I have considerable misgivings about returning to what, for want of a better word, I shall call the City. It is not what I understand the City to be, and certainly not what I remember it to be, but that aside I am deeply concerned about what I am going to see. Everything that I identified with in the City of Christchurch – the Cathedral, the Provincial Council Chambers, Our City, the Arts Centre, Warners Hotel – are open spaces, piles of rubble, or are still fenced off. If these are not part of my experience any more, am I still experiencing the City of Christchurch?
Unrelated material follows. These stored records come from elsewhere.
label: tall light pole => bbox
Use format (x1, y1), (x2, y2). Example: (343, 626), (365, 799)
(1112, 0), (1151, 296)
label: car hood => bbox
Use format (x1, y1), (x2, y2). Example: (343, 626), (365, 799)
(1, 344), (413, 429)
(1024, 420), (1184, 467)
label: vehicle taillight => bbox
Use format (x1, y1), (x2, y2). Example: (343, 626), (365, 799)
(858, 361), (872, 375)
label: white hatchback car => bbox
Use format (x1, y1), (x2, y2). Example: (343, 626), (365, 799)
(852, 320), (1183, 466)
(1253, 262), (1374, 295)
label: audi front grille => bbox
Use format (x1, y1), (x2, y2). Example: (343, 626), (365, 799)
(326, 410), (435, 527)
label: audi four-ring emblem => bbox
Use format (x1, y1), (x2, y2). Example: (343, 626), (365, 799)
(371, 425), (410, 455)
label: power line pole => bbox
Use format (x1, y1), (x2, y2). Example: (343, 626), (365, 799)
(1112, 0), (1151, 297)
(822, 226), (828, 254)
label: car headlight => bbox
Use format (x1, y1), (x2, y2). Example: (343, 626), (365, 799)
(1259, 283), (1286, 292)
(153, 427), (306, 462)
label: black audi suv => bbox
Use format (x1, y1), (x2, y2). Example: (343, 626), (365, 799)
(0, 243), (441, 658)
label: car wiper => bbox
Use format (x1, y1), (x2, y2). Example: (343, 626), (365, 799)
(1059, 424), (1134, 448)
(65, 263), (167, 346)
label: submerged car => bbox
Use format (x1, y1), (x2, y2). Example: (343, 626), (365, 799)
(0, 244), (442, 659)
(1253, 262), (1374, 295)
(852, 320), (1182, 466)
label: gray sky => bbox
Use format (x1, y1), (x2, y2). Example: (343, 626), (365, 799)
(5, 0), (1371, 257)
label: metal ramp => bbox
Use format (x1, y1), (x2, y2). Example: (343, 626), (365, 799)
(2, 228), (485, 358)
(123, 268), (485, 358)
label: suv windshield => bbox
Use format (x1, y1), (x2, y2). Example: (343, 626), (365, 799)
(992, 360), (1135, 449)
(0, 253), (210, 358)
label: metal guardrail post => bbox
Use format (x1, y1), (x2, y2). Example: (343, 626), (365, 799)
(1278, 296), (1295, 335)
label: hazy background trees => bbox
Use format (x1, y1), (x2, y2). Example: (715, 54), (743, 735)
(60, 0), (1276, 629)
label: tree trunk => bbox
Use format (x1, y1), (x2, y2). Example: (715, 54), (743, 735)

Further, I am now in a different reality to the one that I occupied on the morning of 22nd February last. The whole world changed then. All the infrastructures, routines and realities disappeared. Over the last eight months I have spent most of my time at home here in our little cottage in the Avon Loop, and I have just begun to adjust to this strange new reality that has been imposed upon us. I have been able to do that because the centre of this new reality has been, for me, our little oasis of familiarity. Our cottage emerged almost unscathed from the shaking that has brought devastation all about us, and having this core of normality, with Ruth beside me and our friend Bentley somewhere underfoot, has enabled me to reach outwards to accept and accommodate this new existence. And now I must cast that aside for yet another new reality, a reality that is different again and which may be subject to change at a second’s notice. I find this deeply disturbing, but I shall venture forth tomorrow and see what is out there. Only then will I discover if I am able to live there.